Tunisian troops patrolled southern fishing ports today, controlling access and checking identities in a bid to halt a Europe-bound exodus of illegal immigrants that has alarmed Italy.

Armoured vehicles moved through the town of Zarzis and blocked entry to the port where soldiers armed with Kalashnikovs and truncheons allowed only people identified as fishermen to enter, an AFP reporter said.

Several checkpoints were also erected in the town.

The Tunisian government announced Sunday it would send in the troops as Italy called for help after about 5,000 illegal immigrants, most of them Tunisians, arrived on its tiny island of Lampedusa over five days.

The massive influx has become a hot topic for the European Union, whose foreign policy chief Catherine Ashton held talks with Tunisia's interim authorities in Tunis on Monday ahead of a later visit by Italy's Foreign Minister Franco Frattini.

"The port is well guarded, we are doing everything to block the smugglers," an army officer told AFP on condition of anonymity.

"The smugglers are stopping the activity of the port and preventing people from working," he said.

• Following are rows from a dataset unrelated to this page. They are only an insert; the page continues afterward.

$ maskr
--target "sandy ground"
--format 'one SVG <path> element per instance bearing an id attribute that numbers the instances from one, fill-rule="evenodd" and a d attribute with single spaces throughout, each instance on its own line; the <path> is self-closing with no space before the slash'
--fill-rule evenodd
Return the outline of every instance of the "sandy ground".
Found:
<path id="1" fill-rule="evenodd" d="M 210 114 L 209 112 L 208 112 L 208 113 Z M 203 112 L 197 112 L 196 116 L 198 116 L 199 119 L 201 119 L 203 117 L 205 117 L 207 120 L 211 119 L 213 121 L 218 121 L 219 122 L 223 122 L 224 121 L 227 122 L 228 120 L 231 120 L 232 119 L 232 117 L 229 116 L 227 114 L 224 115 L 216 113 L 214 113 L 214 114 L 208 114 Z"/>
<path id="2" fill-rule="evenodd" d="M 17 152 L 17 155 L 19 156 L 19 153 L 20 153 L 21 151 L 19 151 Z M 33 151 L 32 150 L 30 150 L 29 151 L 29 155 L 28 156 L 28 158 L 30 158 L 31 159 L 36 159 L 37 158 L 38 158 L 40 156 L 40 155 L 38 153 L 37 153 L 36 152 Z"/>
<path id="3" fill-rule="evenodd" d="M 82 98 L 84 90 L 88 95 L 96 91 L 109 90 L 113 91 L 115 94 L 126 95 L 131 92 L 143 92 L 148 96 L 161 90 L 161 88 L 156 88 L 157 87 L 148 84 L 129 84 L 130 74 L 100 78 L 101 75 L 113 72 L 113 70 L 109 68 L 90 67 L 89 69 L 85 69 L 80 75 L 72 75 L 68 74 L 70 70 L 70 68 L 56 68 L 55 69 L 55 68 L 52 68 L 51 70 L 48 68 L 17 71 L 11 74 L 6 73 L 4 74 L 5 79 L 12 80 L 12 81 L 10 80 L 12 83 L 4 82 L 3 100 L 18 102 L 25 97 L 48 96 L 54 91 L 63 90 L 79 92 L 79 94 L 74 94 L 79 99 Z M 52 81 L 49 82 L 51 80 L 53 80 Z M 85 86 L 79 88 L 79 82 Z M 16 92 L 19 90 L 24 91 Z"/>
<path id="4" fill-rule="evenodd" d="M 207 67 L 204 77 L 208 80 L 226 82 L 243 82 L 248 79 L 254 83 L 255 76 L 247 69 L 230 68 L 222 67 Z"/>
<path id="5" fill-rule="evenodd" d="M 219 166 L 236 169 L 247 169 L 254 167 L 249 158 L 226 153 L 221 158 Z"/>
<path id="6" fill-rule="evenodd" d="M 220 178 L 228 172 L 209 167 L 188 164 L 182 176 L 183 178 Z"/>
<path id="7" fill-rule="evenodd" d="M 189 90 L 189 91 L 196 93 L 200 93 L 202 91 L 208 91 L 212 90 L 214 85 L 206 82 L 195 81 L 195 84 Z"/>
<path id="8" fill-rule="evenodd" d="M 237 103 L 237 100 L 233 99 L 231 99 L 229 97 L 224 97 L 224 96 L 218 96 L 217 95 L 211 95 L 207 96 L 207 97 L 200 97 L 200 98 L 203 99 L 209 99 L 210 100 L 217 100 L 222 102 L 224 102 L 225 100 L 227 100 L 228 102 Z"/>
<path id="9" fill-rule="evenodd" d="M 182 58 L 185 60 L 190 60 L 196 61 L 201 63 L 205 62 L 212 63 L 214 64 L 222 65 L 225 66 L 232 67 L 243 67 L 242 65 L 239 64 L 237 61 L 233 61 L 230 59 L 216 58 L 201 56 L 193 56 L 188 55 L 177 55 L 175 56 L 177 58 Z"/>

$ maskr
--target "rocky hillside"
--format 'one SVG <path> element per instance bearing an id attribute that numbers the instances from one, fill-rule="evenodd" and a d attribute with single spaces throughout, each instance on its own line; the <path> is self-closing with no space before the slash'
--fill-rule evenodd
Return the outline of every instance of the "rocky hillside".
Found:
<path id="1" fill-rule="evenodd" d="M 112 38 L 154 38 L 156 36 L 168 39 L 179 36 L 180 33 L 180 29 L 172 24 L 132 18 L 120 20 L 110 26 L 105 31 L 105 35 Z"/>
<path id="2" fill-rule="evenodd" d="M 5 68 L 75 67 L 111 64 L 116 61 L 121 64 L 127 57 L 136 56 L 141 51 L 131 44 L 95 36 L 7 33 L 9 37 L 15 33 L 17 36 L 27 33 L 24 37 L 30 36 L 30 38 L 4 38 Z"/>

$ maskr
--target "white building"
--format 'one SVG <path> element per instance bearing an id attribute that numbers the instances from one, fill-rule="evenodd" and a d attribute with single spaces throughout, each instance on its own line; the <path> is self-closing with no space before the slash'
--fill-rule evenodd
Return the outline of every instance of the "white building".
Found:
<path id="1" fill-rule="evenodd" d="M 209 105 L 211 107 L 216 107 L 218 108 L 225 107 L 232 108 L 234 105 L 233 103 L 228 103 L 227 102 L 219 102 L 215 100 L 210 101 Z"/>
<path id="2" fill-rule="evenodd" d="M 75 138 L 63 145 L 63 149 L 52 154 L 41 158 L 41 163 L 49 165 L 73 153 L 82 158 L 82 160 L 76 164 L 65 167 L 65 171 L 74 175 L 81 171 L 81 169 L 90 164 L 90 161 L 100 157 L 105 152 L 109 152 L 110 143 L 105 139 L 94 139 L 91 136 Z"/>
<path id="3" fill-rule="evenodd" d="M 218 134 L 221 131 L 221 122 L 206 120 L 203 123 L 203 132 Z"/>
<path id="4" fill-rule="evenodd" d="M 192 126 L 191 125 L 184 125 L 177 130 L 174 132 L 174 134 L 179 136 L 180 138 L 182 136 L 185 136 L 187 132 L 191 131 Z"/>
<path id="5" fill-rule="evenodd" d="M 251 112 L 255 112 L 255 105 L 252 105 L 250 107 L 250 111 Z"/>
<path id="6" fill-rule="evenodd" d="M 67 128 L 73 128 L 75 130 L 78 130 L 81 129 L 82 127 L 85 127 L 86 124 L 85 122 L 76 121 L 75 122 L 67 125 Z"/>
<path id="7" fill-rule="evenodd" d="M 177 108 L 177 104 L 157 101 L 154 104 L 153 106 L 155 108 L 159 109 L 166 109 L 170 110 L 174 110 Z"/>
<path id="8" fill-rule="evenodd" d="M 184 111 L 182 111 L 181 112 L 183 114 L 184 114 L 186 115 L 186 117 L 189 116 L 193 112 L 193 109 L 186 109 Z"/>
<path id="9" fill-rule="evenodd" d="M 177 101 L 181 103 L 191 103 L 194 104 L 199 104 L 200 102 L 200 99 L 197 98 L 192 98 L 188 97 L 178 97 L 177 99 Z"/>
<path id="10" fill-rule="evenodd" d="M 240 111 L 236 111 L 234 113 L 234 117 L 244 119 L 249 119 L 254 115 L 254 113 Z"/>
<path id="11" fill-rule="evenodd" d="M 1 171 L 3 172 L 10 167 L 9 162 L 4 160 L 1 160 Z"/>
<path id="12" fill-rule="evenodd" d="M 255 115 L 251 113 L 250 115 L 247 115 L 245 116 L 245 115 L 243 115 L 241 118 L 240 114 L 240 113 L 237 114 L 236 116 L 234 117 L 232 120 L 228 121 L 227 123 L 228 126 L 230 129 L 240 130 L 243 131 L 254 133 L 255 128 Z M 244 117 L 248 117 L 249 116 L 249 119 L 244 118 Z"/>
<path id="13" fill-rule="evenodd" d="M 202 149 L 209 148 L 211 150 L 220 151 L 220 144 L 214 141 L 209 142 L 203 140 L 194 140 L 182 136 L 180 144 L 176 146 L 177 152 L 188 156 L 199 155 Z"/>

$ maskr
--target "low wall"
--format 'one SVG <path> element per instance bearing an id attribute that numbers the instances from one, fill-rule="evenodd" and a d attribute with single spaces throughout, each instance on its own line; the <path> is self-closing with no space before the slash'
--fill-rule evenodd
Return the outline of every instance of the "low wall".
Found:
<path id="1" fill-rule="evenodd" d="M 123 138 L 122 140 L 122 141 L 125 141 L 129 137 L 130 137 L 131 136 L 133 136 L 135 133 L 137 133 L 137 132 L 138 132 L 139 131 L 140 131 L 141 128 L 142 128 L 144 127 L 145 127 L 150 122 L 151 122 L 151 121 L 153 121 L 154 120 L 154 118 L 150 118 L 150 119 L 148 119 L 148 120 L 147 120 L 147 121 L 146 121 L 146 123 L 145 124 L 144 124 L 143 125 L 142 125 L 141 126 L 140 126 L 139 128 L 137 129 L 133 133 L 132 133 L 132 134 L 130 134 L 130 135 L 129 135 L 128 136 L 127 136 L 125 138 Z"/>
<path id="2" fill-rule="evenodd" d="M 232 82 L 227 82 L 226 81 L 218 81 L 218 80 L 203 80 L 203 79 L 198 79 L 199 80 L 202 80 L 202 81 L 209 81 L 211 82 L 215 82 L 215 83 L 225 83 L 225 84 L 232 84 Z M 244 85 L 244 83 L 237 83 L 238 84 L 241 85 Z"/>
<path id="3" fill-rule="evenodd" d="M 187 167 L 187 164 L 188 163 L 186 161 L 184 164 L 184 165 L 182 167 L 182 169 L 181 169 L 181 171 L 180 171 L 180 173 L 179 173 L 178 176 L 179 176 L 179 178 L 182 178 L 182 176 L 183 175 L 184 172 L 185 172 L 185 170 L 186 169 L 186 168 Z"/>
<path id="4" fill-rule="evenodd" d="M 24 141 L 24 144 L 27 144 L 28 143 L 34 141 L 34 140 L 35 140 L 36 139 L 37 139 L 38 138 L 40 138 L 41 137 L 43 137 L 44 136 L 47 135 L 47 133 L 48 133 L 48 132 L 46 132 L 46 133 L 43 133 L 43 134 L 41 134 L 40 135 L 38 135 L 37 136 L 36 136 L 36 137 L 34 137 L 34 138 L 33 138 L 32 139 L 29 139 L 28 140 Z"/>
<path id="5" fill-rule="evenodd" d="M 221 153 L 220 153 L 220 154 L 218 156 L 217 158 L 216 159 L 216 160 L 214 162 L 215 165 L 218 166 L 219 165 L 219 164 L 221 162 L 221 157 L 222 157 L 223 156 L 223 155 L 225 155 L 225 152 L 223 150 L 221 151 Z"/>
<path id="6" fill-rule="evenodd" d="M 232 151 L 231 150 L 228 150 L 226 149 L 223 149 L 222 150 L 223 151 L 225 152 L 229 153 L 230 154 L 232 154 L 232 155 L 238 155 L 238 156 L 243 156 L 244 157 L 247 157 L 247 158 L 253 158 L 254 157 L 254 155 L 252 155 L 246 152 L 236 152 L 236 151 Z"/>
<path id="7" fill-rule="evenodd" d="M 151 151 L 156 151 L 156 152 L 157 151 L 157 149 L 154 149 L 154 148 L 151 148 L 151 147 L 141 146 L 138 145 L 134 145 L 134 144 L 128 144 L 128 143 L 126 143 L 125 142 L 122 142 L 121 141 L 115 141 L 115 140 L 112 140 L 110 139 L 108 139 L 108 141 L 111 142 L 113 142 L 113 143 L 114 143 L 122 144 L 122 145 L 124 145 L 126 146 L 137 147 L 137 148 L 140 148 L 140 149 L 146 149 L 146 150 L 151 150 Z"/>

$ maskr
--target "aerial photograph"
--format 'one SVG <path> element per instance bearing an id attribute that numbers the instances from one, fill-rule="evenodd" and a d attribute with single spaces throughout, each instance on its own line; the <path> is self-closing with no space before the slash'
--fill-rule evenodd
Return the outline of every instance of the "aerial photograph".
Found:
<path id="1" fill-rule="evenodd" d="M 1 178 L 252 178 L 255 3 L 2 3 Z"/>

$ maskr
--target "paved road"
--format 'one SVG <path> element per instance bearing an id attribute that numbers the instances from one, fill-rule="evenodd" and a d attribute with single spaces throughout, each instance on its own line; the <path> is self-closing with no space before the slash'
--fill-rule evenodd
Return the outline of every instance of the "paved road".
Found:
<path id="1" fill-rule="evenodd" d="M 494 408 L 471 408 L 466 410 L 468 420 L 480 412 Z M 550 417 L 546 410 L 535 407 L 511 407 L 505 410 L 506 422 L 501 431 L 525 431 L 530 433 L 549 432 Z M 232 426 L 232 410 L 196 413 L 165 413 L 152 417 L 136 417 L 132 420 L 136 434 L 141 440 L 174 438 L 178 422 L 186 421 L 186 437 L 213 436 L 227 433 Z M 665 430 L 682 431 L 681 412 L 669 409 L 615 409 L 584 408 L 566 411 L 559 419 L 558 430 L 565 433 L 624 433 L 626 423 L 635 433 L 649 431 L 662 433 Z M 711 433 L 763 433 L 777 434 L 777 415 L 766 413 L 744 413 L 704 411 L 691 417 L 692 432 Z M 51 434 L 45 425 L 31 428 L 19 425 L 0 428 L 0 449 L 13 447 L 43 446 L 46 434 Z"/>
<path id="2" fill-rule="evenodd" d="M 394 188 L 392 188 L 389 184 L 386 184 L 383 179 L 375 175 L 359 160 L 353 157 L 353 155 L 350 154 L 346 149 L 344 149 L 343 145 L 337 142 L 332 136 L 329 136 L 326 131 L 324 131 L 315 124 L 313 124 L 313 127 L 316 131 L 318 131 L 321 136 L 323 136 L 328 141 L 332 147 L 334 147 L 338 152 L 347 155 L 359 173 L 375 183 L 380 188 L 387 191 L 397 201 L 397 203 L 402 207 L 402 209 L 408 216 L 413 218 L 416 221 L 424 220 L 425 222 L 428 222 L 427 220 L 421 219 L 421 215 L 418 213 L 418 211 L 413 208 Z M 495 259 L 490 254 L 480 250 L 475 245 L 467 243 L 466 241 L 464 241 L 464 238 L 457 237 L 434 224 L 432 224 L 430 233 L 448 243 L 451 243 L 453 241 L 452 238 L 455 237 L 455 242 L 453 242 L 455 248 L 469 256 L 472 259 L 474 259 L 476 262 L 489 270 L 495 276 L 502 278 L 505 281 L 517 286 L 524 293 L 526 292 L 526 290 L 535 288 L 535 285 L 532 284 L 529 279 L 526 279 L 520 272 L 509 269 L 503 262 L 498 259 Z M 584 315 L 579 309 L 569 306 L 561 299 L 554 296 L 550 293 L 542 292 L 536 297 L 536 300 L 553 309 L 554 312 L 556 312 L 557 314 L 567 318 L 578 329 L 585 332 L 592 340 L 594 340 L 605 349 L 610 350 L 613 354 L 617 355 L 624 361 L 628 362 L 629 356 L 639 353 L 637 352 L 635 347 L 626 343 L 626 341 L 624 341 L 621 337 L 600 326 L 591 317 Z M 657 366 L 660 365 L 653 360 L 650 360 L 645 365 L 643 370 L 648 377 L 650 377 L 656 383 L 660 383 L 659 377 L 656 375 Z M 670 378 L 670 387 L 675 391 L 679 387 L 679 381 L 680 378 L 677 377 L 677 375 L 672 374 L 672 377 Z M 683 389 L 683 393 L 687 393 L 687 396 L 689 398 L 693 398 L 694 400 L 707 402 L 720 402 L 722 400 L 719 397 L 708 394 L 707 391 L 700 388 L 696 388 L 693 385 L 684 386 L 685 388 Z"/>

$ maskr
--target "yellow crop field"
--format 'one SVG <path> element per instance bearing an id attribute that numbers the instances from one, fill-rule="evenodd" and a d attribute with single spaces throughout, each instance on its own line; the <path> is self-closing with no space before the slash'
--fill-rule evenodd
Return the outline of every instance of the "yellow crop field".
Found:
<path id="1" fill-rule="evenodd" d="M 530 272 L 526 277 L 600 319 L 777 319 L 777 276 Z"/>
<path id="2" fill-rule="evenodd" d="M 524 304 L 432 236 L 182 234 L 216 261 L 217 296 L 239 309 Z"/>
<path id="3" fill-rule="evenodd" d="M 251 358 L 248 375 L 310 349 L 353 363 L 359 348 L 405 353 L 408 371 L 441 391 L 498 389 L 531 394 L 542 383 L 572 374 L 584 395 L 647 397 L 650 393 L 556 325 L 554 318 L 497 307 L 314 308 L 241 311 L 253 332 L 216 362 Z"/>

Troops backed by coast guard vessels also worked around the port of Gabes, further south, setting up a control centre and working to prevent people from trying to cross the Mediterranean, according to the official news agency TAP.

Hundreds of youths from southern towns of Zarzis, Ben Guerdane, Tataouine, Medenine and Gafsa, all of them with a high jobless rate, have tried to illegally enter Europe in recent days in search of work.

"I am trying to persuade my children not to leave," said a Zarzis resident who only gave his name as Mohamed.

"If I have to, I will sell everything that I possess. I do not have much but I will fight for them to stay with their family," he said.

The wave of emigration comes despite Tunisia's so-called "Jasmine Revolution" a month ago, where massive anti-government protests ousted longtime strongman Zine El Abidine Ben Ali, raising the hopes of many that a page was turning for this north African country.

But not those of 29-year-old former prisoner Muhamed Handoula, who survived the capsizing of an overloaded boat of would-be migrants bound for Italy on Friday.

"A friend of mine drowned as he gripped my neck," Handoula said, showing a journalist the marks from the experience. He was saved by a fisherman, he said, after six hours at sea holding on to the boat's motor.

"If I could do it again, I would," Handoula said. "There is no place for me in Tunisia. The Tunisian revolution was just talk."

Italy has warned of a humanitarian crisis after an increase in the influx of migrants in the month following Ben Ali's ouster on January 14.

It has called for help from the EU and said it wants to send its own security forces into Tunisia to halt the migrants, a suggestion that Tunis angrily rejected.

The quiet southeastern coastal town of Zarzis, with its blue and white buildings, suddenly has been catapulted front and center of the migration debate.

For years, Zarzis and the arid surrounding region have eked out a living on fishing, olive oil and tourism.

"It's Ben Ali's politics that created an unequal distribution of wealth and sparked a high unemployment rate," driving the exodus, said Shamseddine Bourassine, head of the local fishing union.

Whatever the cause, 18-year-old Addallah Aloutwiti has given up hope of a better life here.

"We work like animals for 10 dinars (five euros, $7) a day," Aloutwiti said. "For the next 50 years, there is no hope for us."